No raspador periférico, o motor de acionamento fica na extremidade do braço, apoiado na parede do decantador, e o braço gira em torno do eixo central fixo. No raspador central, o motor fica no centro e o braço gira ao redor do eixo. O periférico é mais indicado para decantadores grandes (>20 m) pois distribui melhor o torque. O central é mais compacto e adequado para diâmetros menores.
Com que frequência devo remover o lodo do decantador?
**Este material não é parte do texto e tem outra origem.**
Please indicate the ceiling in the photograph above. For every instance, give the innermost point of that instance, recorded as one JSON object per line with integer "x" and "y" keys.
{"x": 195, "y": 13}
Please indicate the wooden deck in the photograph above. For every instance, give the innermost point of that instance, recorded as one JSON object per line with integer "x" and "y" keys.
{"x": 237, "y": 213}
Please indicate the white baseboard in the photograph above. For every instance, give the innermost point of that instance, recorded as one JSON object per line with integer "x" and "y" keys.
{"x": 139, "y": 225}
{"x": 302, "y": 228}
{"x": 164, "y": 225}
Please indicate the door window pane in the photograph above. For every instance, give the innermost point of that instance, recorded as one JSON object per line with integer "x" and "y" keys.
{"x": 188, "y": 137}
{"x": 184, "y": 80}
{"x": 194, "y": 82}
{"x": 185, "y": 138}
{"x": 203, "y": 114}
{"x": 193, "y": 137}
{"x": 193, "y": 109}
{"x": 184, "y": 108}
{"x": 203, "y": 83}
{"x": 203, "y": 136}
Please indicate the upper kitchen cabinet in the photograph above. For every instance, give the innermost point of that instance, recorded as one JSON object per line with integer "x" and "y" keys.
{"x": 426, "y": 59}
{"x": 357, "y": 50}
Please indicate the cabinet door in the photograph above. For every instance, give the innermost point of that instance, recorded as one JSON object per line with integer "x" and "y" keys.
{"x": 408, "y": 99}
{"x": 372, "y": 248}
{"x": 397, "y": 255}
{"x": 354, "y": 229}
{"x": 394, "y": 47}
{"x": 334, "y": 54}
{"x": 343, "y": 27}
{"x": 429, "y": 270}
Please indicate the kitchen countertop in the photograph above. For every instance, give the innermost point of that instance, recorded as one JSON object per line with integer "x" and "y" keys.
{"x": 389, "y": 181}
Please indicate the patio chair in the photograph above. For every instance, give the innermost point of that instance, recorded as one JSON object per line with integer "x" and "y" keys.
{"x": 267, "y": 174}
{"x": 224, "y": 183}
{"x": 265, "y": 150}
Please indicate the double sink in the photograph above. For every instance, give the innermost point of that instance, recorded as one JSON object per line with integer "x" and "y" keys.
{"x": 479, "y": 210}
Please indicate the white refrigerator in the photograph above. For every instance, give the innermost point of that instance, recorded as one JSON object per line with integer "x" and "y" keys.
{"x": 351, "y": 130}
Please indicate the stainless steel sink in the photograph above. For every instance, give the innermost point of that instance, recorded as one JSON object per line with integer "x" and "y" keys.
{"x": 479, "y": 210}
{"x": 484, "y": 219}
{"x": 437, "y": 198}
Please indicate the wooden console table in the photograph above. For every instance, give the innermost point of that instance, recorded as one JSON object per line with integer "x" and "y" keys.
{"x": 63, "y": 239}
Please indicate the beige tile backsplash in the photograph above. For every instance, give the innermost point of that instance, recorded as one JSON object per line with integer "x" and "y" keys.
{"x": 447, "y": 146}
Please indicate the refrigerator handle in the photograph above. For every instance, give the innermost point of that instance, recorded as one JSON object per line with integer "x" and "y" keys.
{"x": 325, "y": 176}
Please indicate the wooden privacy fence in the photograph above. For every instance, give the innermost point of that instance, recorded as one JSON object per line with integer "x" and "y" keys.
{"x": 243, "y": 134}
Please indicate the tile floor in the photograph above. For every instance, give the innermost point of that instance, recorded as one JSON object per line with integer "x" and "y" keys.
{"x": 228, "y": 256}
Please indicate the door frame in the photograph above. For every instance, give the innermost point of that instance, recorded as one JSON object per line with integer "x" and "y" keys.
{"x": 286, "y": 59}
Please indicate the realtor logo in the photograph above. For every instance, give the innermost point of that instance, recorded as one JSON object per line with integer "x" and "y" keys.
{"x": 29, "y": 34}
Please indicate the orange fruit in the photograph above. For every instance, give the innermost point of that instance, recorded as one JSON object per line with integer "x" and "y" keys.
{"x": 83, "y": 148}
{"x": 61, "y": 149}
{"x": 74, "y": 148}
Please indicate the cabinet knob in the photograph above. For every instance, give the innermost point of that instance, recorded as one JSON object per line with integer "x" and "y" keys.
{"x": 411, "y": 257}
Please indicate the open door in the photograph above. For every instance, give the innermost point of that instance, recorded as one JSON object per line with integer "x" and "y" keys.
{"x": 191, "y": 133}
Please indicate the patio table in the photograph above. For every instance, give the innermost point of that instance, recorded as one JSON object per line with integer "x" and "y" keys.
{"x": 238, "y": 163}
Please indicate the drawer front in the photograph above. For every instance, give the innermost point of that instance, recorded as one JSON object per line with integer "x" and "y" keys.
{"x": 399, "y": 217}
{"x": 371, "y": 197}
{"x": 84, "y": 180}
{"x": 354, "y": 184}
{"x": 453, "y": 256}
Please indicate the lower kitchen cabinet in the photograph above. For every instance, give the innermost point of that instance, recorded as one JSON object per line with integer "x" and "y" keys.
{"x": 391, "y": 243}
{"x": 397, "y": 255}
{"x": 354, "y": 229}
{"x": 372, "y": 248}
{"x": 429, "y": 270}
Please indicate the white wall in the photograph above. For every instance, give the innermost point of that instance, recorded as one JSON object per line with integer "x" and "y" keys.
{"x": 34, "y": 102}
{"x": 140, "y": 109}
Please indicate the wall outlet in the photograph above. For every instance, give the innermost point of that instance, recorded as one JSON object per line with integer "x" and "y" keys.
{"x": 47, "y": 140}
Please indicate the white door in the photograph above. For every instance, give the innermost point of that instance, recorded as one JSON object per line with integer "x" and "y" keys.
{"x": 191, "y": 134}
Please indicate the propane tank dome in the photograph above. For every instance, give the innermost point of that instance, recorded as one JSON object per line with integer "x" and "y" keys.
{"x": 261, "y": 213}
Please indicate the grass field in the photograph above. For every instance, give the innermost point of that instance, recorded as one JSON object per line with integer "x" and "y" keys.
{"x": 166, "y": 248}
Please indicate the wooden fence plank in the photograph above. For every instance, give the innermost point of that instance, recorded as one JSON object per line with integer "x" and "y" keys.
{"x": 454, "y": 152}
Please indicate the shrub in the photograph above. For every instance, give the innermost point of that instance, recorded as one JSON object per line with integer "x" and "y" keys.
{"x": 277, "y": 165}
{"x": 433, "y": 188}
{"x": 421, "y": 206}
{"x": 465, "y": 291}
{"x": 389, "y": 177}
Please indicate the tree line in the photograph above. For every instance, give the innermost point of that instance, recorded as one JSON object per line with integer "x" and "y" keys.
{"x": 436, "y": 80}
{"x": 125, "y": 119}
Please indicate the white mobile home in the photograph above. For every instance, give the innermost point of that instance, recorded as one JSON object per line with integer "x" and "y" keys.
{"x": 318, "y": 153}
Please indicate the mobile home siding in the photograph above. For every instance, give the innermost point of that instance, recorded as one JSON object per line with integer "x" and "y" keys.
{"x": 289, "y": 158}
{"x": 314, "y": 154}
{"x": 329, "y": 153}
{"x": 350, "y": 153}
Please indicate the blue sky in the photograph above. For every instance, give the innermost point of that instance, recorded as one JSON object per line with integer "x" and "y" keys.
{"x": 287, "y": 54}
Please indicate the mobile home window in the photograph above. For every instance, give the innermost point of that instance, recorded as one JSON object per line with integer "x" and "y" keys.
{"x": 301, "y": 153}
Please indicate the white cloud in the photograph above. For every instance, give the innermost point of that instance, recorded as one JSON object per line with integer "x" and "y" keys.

A frequência depende da concentração de sólidos suspensos (SST) no afluente e da taxa de aplicação superficial do decantador. Como regra geral, o tempo de detenção do lodo no decantador não deve ultrapassar 2 horas para lodo primário e 4 horas para lodo secundário. O monitoramento diário da manta de lodo com sonda ou cone Imhoff é a forma mais confiável de calibrar a frequência de remoção.
Qual a norma brasileira que rege o lançamento de efluentes tratados?
A Resolução CONAMA 430/2011 complementada pela CONAMA 357/2005 estabelece os padrões de lançamento. Para sólidos suspensos totais (SST), o limite é de 150 mg/L para efluentes lançados em corpos hídricos de Classe 2. Alguns estados têm legislação mais restritiva — consulte sempre a legislação estadual aplicável ao seu empreendimento.